Albahari, zamanımızın kahramanını şekillendirirken
düşünce evrenine başrolü veriyor ve felsefi bir düzlemde varoluşun
yanılsamalarını Bernhardyen bir üslupla yeniden sorguluyor.
Üniversite
değildi aslında meselem, eğitime duyulan inançtan, öğrenim sisteminden, başka
bir deyişle her şeyden,
bilimden, tanımlardan, inkarlar ve denklemlerin toplamından, her şeyi
öğretebileceğini savunan öğrenim sisteminden nefret ediyordum. Dekana gidip
kalamayacağımı söylemeyi düşünüyordum. Kendisinden dolayı değil tabii, bunu
özellikle vurgulamalıydım; eğitim inancından, özellikle sanat eğitimine
duyulan inançtan, sanatın kendisinden, sanat için sanat yapanlardan,
kelimelerin arasındaki boşluktan, sesler arasındaki sessizlikten, renkler
arasındaki beyazlıktan dolayı. Yazma ediminin öğrenilebileceğine inananlar,
şiir ve hikayenin yapım ve inşaat olduğunu sananlar aslında onların gerçek
doğasını anlamayacak.
|
Halbuki böyle bir kişi, bir şey
yazabilse bile harfler, sözler ve dilbilgisi olarak kalacak, çünkü yazdıkları
ancak inşaat kalıntıları, mimari artıklar, dil iskeletleri olacak. Artık hiçbir
şeyi düşünmüyordum, nefretin içime dolmasına izin verdim, “inşaat, artıklar,
iskeletler...” gittikçe daha yüksek sesle tekrarlıyordum, en sonunda sesimin
tüm gücüyle tekrarlıyordum.
(Arka kapak yazısından...)
Quill and Quire - Ellen Elias-Bursac
David Albahari’nin İngilizce’ye çevrilmiş dördüncü romanı, sürgün ile
mültecilik düşüncesini ölçülemez uçurumla birbirinden ayıran bir meditasyon.
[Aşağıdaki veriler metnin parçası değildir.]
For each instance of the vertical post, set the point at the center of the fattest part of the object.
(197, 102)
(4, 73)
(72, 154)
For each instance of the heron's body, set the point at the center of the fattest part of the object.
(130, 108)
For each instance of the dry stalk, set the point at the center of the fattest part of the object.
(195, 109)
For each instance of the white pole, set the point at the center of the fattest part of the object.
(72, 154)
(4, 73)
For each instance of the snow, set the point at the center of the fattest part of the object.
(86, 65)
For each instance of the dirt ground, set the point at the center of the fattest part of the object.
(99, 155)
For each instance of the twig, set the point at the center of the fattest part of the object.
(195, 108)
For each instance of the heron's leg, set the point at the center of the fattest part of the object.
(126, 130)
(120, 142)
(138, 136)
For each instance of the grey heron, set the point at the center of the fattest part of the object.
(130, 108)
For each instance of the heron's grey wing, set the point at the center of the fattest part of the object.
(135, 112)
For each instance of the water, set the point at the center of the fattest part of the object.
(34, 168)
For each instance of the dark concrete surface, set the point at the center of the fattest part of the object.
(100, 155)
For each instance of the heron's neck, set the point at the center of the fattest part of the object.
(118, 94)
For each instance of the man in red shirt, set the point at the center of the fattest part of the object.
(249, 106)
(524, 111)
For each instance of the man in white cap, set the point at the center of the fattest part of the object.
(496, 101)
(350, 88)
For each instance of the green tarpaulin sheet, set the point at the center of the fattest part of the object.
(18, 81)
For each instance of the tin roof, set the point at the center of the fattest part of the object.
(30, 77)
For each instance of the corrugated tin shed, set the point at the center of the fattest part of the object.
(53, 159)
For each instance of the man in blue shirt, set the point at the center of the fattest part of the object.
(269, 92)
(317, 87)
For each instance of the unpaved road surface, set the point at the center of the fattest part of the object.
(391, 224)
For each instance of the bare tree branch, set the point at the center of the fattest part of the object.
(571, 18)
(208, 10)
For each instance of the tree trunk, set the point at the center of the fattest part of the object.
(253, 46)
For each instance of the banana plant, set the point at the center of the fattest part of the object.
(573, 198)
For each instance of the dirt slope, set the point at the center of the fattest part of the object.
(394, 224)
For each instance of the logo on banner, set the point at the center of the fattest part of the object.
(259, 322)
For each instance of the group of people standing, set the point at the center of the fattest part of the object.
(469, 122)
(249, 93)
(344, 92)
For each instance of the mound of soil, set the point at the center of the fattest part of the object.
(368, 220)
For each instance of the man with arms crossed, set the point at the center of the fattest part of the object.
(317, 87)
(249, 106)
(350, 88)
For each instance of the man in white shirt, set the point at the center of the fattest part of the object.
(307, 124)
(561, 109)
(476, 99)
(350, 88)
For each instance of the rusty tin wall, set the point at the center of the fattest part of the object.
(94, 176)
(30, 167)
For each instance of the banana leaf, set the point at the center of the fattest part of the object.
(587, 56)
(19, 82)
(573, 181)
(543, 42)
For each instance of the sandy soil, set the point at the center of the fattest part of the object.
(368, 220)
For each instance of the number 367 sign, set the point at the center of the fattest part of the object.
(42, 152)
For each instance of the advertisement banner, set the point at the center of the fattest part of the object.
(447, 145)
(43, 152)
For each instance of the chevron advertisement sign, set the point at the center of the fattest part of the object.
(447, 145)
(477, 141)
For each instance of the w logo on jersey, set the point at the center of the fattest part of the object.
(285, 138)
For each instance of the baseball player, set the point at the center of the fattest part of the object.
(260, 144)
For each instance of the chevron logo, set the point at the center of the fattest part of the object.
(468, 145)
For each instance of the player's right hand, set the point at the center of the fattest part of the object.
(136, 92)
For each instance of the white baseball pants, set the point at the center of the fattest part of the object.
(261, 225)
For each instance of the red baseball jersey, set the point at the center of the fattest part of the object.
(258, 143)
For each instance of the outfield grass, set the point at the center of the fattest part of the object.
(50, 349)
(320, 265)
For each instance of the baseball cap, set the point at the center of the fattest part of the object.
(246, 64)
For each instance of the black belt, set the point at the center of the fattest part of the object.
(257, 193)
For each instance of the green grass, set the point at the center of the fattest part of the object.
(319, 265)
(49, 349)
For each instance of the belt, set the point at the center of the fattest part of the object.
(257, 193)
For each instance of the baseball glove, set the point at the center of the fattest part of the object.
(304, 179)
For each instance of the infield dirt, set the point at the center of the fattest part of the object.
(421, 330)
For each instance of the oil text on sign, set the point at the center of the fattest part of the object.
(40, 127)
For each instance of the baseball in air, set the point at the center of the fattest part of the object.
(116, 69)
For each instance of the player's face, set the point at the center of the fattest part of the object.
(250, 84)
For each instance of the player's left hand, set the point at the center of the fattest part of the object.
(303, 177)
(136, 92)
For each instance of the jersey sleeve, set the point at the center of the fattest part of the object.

Mülteciler, evlerinden, uluslarından uzağa topluca gelip, birlikte kendi
toplumlarını, tesellilerini ve umutlarını bulmaya meyillidirler. Kar Adam’da
öykülendirilen ise, bulduklarının sadece yalnızlık ve isimsiz bir sürgün
olduğudur. Kitapta bu yalıtılma ve memleketsizleşme duygusu kaçamayacakları
bir biçimde onları içine çekmektedir.
Romanın başlangıcındaki Albahari’nin sürgünü, bir romancının savaşın
tahribatından kaçışı ve bir Kanada üniversitesine varıp konuşlanmasıdır. Evini
terk kararı verişi, hemencecik ve açıklıkla görünür kılmıştır ki; yazar berbat
bir hata yapmıştır. Üstüne üstelik yeni bir yaşama başlamanın yıkıcı tuhaflığı
ve yer değiştirmenin üzüntüsüyle, akademik dünyanın entelektüel burnu
büyüklüğünden nefret edecektir. Profesörlerin her şeyi mutlak bir kesinlikle biliyor
olma halleri ve öğrencilerin de çabukça beyin yıkama geyrtkeşliği onu iyice izole
eder. Yabancılaşmanın yarattığı sürgünlük duygusu yıkıcı hale gelir. İşte bu
noktada tek rahatlatıcı şey portakla suyudur. Kopuştan önce memleketinde
yetiştirdiği portakallar, yaşamın kırılganlığını ve kaygıyı anımsatan basit
birer iksire dönüşür.
Paragraf arası vermeksizin yazması ve yavaş, kıvrılmacı tarzıyla Albahari, sık
sık da kendine dönüşleriyle metni zihin akışlarının ötesinde benzersiz bir üsluba
dönüştürüyor. Kitap, bir yandan okuyanı uyuşturmaya sevk ederken aynı zamanda
güzel, hüzünlü ve takıntılı olabiliyor.
Sürgünlüğün yabancılaşma duygusu büyüdükçe kiraladığı evde eski bir harita
kolleksiyonu bulan yazar böylece romanın merkezine tarih ve coğrafyanın
meditasyonunu koymaktadır. Tabii sınırlar savaşla başlamakta ve bitmektedir.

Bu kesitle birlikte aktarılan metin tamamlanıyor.